Archbishop Nelson Perez received a highly symbolic vestment – along with a detailed job description from Pope Francis’ representative – at a July 19 liturgy attended by some 300 faithful.
Apostolic nuncio Archbishop Christophe Pierre, the papal ambassador to the United States, conferred the pallium on Archbishop Perez during the 11 a.m. Mass at the Cathedral Basilica of SS. Peter and Paul.
(Related: View a photo gallery of the July 19 Mass at the Cathedral Basilica of SS. Peter and Paul.)
The woolen band is worn over the metropolitan archbishop’s chasuble (the outer liturgical robe) at Mass within the geographic boundaries of his metropolitan area. Since Christian antiquity, the sash – secured with three pins to recall the nails of Christ’s crucifixion — has symbolized communion with the pope.
Catholic archbishops appointed throughout the world during the previous year normally travel to Rome to receive the pallium from the pope on June 29, the feast of SS. Peter and Paul. Months prior to the gathering, the lambs whose wool is used for the sash are left overnight at the tomb of St. Peter following the feast of St. Agnes (Jan. 21).
This year, travel and social restrictions due to the coronavirus pandemic precluded Archbishop Perez from receiving the pallium directly from Pope Francis, who blessed and entrusted the vestment to Archbishop Pierre for conferral.
In his homily, the apostolic nuncio said the pallium is “simple but has great meaning.”
Quoting Pope Francis, Archbishop Pierre said the sash is “a sign of unity between the sheep and the shepherd, who like Jesus carries the sheep on his shoulders.”
Turning to Archbishop Perez, the nuncio quipped, “I noticed that yours are quite broad.”
Archbishop Pierre said that the pallium underscored the metropolitan’s duty to foster communion “between the bishops and the faithful, and between the bishops … the faithful … (and) the successor of St. Peter and the whole church.”
“It’s quite a job,” he said, adding that while the Catholic faith has been present in the Philadelphia area for more than two centuries, in recent years “the spiritual and cultural patrimony of the church in this region has been … at times … obscured by sin and darkness.”
Sexual abuse scandals, priest shortages, parish mergers and closures, and an increasingly secularized society have all posed formidable challenges to the faith, he said.
In recent months, he added, the COVID-19 pandemic, racial injustice and social unrest “have left the people of God longing for relief.”
Yet the kingdom of God “develops according to its own laws, not ours,” said Archbishop Pierre.

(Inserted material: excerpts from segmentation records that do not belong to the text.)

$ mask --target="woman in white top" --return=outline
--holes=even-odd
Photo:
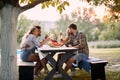
[[[43,46],[47,41],[51,40],[49,37],[44,39],[42,42],[39,41],[38,37],[41,36],[41,27],[40,26],[34,26],[31,28],[22,38],[21,42],[21,59],[23,61],[37,61],[34,75],[36,77],[39,77],[39,70],[41,67],[43,67],[47,72],[48,69],[46,67],[45,58],[40,60],[38,53],[35,53],[35,50],[37,47]]]

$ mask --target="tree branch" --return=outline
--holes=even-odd
[[[23,7],[19,7],[20,9],[22,9],[22,11],[25,11],[25,10],[28,10],[30,8],[33,8],[35,7],[36,5],[40,4],[40,3],[43,3],[43,2],[46,2],[46,1],[49,1],[49,0],[35,0],[34,2],[32,2],[31,4],[28,4],[28,5],[25,5]]]

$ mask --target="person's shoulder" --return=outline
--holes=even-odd
[[[28,39],[33,39],[33,38],[35,38],[35,36],[33,34],[28,35]]]
[[[81,35],[81,34],[83,34],[84,35],[84,33],[82,32],[82,31],[78,31],[78,33]]]

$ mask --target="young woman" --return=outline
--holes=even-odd
[[[37,47],[43,46],[47,41],[50,40],[49,37],[44,39],[42,42],[39,41],[38,37],[41,36],[41,27],[34,26],[32,27],[22,38],[21,42],[21,59],[23,61],[34,62],[36,61],[36,66],[34,68],[35,77],[40,77],[39,70],[40,68],[44,68],[45,72],[48,72],[46,67],[46,59],[39,59],[38,53],[35,53]]]

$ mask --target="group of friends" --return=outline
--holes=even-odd
[[[34,76],[36,78],[40,77],[40,71],[44,68],[46,74],[49,73],[49,70],[46,66],[47,59],[39,58],[39,54],[36,53],[38,47],[42,47],[47,42],[51,41],[51,37],[48,36],[44,40],[40,41],[39,37],[41,36],[41,27],[33,26],[22,38],[21,42],[21,55],[20,58],[23,61],[27,62],[36,62],[34,68]],[[77,66],[81,60],[86,60],[89,57],[89,48],[87,44],[86,35],[83,32],[78,31],[76,24],[70,24],[66,29],[66,36],[62,40],[62,45],[67,47],[78,48],[78,53],[73,53],[73,56],[66,61],[66,66],[64,68],[65,72],[69,69],[72,69],[73,66]],[[64,54],[62,54],[64,55]],[[62,57],[61,54],[58,55],[58,58]],[[73,69],[74,71],[75,69]]]

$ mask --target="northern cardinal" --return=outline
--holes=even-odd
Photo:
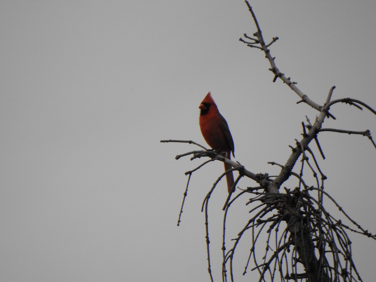
[[[229,126],[224,118],[219,113],[210,92],[205,96],[199,108],[200,110],[200,128],[206,143],[216,150],[226,152],[226,156],[229,159],[231,157],[232,152],[235,157],[234,143]],[[224,171],[231,168],[231,165],[224,163]],[[232,193],[235,191],[235,187],[231,189],[234,183],[232,171],[226,174],[226,180],[229,193]]]

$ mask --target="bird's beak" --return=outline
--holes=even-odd
[[[206,106],[202,103],[199,106],[199,109],[200,110],[206,110]]]

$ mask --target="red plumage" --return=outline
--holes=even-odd
[[[212,149],[226,152],[226,156],[229,159],[230,158],[232,152],[235,157],[234,143],[227,122],[220,114],[210,92],[205,96],[199,108],[200,110],[200,128],[205,141]],[[230,165],[224,164],[225,171],[231,168]],[[229,193],[232,193],[235,191],[235,187],[231,188],[234,183],[232,171],[226,174],[226,180]]]

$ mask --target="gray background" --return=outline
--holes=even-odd
[[[278,67],[311,99],[322,104],[335,85],[334,99],[376,107],[376,2],[251,4],[266,40],[280,38],[271,47]],[[159,140],[205,144],[198,107],[210,91],[228,123],[235,159],[272,175],[278,170],[267,162],[284,163],[288,145],[301,138],[301,122],[318,114],[296,104],[299,97],[280,81],[273,83],[263,54],[238,41],[255,31],[245,3],[12,0],[1,6],[0,280],[208,280],[200,211],[223,165],[193,175],[177,227],[183,173],[200,161],[174,158],[194,146]],[[376,136],[369,112],[344,104],[331,111],[337,119],[324,127],[369,129]],[[326,191],[375,233],[374,149],[360,136],[319,138]],[[211,198],[217,280],[226,190],[221,182]],[[247,221],[247,200],[229,214],[229,238]],[[372,280],[376,243],[351,236],[358,270]],[[242,273],[250,245],[245,238],[242,244],[235,277],[249,281],[253,274]]]

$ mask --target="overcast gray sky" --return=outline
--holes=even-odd
[[[376,2],[250,3],[265,39],[280,38],[271,47],[277,66],[312,100],[323,103],[335,85],[334,99],[376,107]],[[193,145],[159,140],[205,144],[198,107],[211,91],[235,159],[275,174],[267,162],[284,163],[305,116],[318,114],[273,83],[263,54],[239,42],[255,31],[240,0],[2,1],[0,280],[208,280],[200,209],[223,165],[194,175],[177,227],[184,173],[199,161],[174,159]],[[376,136],[366,111],[331,112],[337,120],[324,127]],[[376,233],[375,149],[360,136],[319,138],[326,191]],[[226,186],[211,198],[217,281]],[[247,200],[229,215],[229,238],[247,221]],[[351,238],[358,269],[372,280],[376,244]],[[246,262],[236,262],[237,280],[250,280]]]

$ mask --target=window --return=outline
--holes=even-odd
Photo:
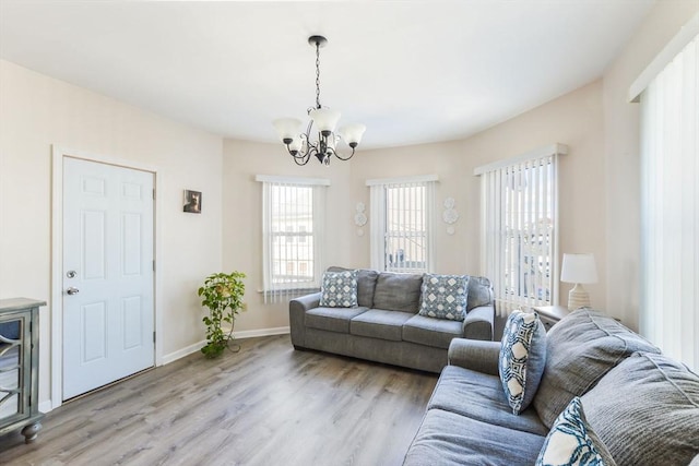
[[[699,370],[698,29],[695,21],[691,35],[682,39],[692,31],[684,27],[651,63],[649,69],[659,71],[641,86],[640,96],[639,327],[665,354],[695,371]]]
[[[276,302],[320,288],[327,180],[258,176],[262,182],[263,290]]]
[[[476,168],[482,180],[483,270],[503,315],[557,301],[556,144]]]
[[[371,267],[431,271],[431,211],[437,177],[369,180]]]

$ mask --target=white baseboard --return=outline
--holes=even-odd
[[[260,330],[244,330],[241,332],[234,332],[233,336],[236,339],[245,339],[245,338],[256,338],[259,336],[272,336],[272,335],[284,335],[289,333],[291,330],[287,326],[274,327],[274,328],[260,328]],[[178,349],[177,351],[173,351],[169,355],[163,356],[163,366],[174,362],[178,359],[183,358],[185,356],[189,356],[192,353],[199,351],[206,344],[205,339],[198,342],[193,345],[187,346],[182,349]]]
[[[163,356],[162,366],[169,365],[178,359],[183,358],[185,356],[189,356],[192,353],[199,351],[206,344],[205,339],[201,342],[194,343],[193,345],[189,345],[182,349],[178,349],[177,351],[173,351],[169,355]]]
[[[239,339],[256,338],[258,336],[285,335],[291,330],[287,326],[279,326],[275,328],[244,330],[242,332],[233,332],[233,336]]]

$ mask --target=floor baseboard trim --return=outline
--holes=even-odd
[[[54,410],[54,402],[47,399],[46,402],[39,403],[39,411],[40,413],[49,413]]]
[[[245,338],[257,338],[260,336],[272,336],[272,335],[284,335],[289,333],[291,330],[287,326],[273,327],[273,328],[259,328],[259,330],[244,330],[240,332],[234,332],[233,336],[236,339],[245,339]],[[177,351],[173,351],[169,355],[163,356],[163,366],[174,362],[178,359],[183,358],[185,356],[189,356],[192,353],[199,351],[206,344],[205,339],[198,342],[193,345],[187,346],[182,349],[178,349]]]
[[[233,332],[233,336],[244,339],[256,338],[258,336],[285,335],[287,333],[291,333],[289,327],[279,326],[274,328],[244,330],[242,332]]]

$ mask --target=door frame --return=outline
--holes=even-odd
[[[161,228],[163,196],[157,195],[158,192],[163,192],[163,174],[158,171],[157,167],[139,162],[70,150],[54,144],[51,146],[51,396],[48,403],[42,404],[42,410],[45,413],[63,404],[63,159],[66,157],[153,174],[153,188],[156,192],[153,205],[153,256],[155,260],[155,271],[153,271],[153,313],[156,335],[154,363],[156,367],[163,365],[163,338],[161,338],[163,328],[163,312],[161,309],[163,284],[162,274],[158,273],[163,254],[163,231]]]

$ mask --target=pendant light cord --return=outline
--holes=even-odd
[[[320,108],[320,44],[316,43],[316,108]]]

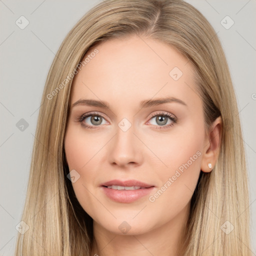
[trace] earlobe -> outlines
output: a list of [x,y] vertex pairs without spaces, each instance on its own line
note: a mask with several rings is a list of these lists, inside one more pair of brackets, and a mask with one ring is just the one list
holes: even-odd
[[211,172],[216,164],[221,146],[222,129],[222,119],[218,116],[212,123],[206,138],[201,163],[201,170],[204,172]]

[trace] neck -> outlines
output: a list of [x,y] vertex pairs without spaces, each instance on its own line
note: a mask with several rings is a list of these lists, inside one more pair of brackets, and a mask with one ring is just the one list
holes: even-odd
[[184,254],[189,207],[168,223],[144,234],[120,234],[94,220],[92,256],[180,256]]

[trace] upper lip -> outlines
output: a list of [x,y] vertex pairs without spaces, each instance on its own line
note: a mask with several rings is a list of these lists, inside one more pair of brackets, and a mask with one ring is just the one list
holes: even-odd
[[138,186],[142,188],[150,188],[151,186],[154,186],[154,185],[150,185],[150,184],[148,184],[139,180],[112,180],[102,183],[100,184],[101,186],[111,186],[112,185],[122,186]]

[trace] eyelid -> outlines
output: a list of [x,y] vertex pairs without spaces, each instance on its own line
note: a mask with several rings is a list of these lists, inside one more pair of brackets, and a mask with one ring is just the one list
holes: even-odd
[[[178,118],[177,118],[173,114],[172,114],[168,112],[166,112],[165,111],[162,110],[158,110],[158,112],[154,112],[153,113],[152,113],[150,116],[148,118],[148,120],[146,122],[146,124],[148,124],[149,121],[153,118],[157,116],[167,116],[168,118],[169,118],[170,119],[172,122],[172,124],[169,124],[167,126],[155,126],[152,125],[154,126],[156,126],[155,128],[158,129],[158,130],[163,130],[165,128],[170,128],[170,126],[172,126],[174,124],[178,122]],[[85,126],[86,128],[92,128],[92,129],[96,129],[98,128],[98,126],[102,126],[102,125],[100,124],[99,126],[90,126],[86,124],[82,124],[82,122],[85,120],[86,118],[88,118],[89,116],[101,116],[102,118],[104,118],[108,122],[109,122],[107,120],[106,120],[106,118],[105,118],[104,116],[105,115],[102,113],[97,112],[88,112],[88,113],[85,113],[84,114],[82,114],[80,117],[78,118],[78,122],[80,122],[82,126]]]

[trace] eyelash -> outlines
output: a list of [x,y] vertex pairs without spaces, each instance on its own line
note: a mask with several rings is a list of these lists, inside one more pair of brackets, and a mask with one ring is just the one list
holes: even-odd
[[[100,116],[102,118],[104,118],[104,116],[103,116],[101,115],[100,114],[96,112],[90,112],[90,113],[87,113],[86,114],[84,114],[82,115],[81,116],[80,116],[78,118],[78,122],[81,124],[82,126],[83,126],[84,127],[86,128],[96,129],[96,127],[94,127],[94,126],[88,126],[87,124],[84,124],[83,122],[83,121],[86,118],[88,118],[88,116]],[[172,120],[172,123],[171,124],[170,124],[166,126],[163,126],[162,127],[161,127],[161,126],[159,126],[158,127],[156,128],[156,129],[160,129],[160,130],[166,129],[166,128],[170,128],[170,127],[173,126],[174,124],[176,124],[178,122],[178,118],[176,118],[174,117],[174,116],[172,116],[172,115],[171,115],[170,114],[164,113],[162,112],[156,113],[156,114],[154,114],[152,116],[150,116],[150,120],[151,120],[152,118],[155,118],[156,116],[164,116],[166,118],[168,118]]]

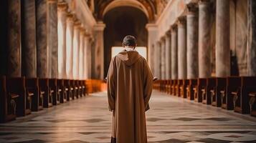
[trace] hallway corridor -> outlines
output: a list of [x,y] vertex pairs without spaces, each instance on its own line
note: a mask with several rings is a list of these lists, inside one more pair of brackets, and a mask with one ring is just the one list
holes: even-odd
[[[156,91],[150,105],[149,142],[256,142],[256,119],[249,115]],[[0,124],[0,142],[109,142],[110,129],[106,92],[95,93]]]

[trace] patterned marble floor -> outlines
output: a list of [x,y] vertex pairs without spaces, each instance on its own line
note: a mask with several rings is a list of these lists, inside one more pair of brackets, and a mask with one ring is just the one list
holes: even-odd
[[[147,112],[152,143],[256,142],[256,118],[153,92]],[[105,92],[0,124],[0,142],[109,142]]]

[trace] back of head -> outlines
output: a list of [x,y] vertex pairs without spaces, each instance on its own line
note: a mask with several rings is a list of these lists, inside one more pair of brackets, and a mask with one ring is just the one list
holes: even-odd
[[132,46],[136,47],[137,46],[136,39],[131,35],[126,36],[123,40],[123,46]]

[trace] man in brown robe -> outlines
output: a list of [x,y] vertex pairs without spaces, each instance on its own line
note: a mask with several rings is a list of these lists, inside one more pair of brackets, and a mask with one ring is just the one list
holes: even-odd
[[126,36],[124,50],[112,59],[107,77],[111,142],[146,143],[145,112],[149,109],[153,76],[146,60],[135,50],[136,39]]

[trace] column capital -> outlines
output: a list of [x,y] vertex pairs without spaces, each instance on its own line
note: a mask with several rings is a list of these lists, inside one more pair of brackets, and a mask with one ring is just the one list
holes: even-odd
[[174,24],[171,26],[171,31],[176,30],[177,29],[177,24]]
[[168,30],[166,32],[166,36],[171,36],[171,30]]
[[184,27],[186,25],[186,17],[185,16],[181,16],[179,17],[177,19],[177,25],[178,27]]
[[73,19],[74,19],[74,14],[72,14],[71,12],[67,12],[67,21],[74,23]]
[[57,3],[57,0],[47,0],[47,3]]
[[157,30],[157,24],[147,24],[146,25],[146,28],[148,29],[148,31],[156,31]]
[[105,24],[103,21],[98,21],[97,24],[94,26],[94,30],[103,31],[105,27]]
[[66,2],[58,2],[57,3],[57,9],[60,11],[67,11],[67,4]]
[[198,4],[196,3],[189,3],[186,4],[188,15],[194,15],[198,11]]

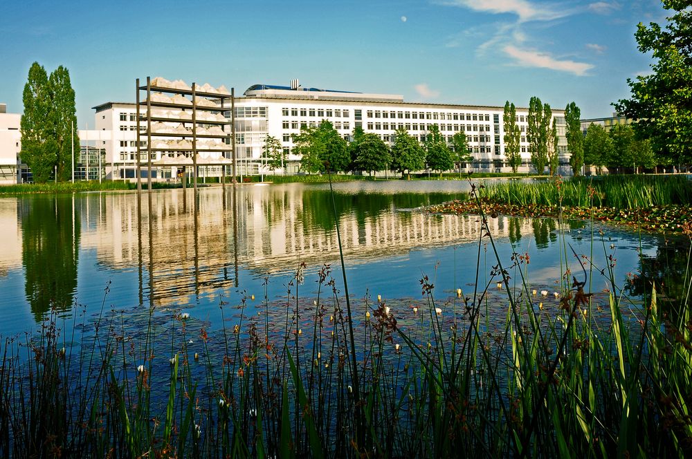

Referencing part of the day’s Gospel, the parable of the weeds (Mt 13:24-30), Archbishop Pierre said that patience and discernment are essential to the journey of faith.
“Jesus cautions his disciples to be patient, because things are not always initially clear,” he said.
Just as the sower waited until the harvest to sort his crop, said Archbishop Pierre, “the church embraces people who have the possibility of responding to the divine mission by being transformed from sinner to saint, from weed to wheat.”
The same task of discernment will also require Archbishop Perez to undertake “difficult decisions that must be made to prune and reform structures for the sake of … evangelization, and to help the church in Philadelphia and beyond the diocese,” said Archbishop Pierre.
At the same time, he said, the Philadelphia Archdiocese “needs a shepherd who models the holiness of Christ” and who can “lead the flock on an adventure of faith” that ultimately brings joy through a relationship with God.
As pastor of a large flock, an archbishop “has to be able to see that in the hands of God, everything is different,” said Archbishop Pierre.
In his post-Communion remarks, Archbishop Perez admitted that the nuncio’s summary of his pastoral responsibilities was a daunting one.
“I kind of said to myself, ‘Is this guy for real?’” joked Archbishop Perez.
He added that the nuncio “is for real, but it’s not just my reality: it’s all of our reality.”
Archbishop Perez said that “we make great things happen, powerful things happen,” through “working together, each serving the Lord, the Good Shepherd.”
He thanked the numerous bishops and priests who had traveled to concelebrate the July 19 liturgy, including Archbishop Borys Gudziak of the Ukrainian Archeparchy of Philadelphia, Bishops Alfred Schlert of the Allentown Diocese, and Bishop Edward Malesic of the Greensburg Diocese, who was recently named the new bishop of the Cleveland Diocese, Archbishop Perez’s previous see.
Also joining Archbishop Perez were the Philadelphia Archdiocese’s four auxiliary bishops, Bishop Edward Deliman, Bishop Michael Fitzgerald, Bishop John McIntyre and Bishop Timothy Senior.
Archbishop Perez commended his archdiocesan staff members, with whom he said he meets weekly “for about 24 hours on Tuesdays” to work “for the good of the church.”
Such collaboration, taxing and tedious as it may be at points, ultimately yields good results “in God’s time,” he said.
“Many times our beginnings are very small,” he said. “But they turn out later on to be very big and powerful.”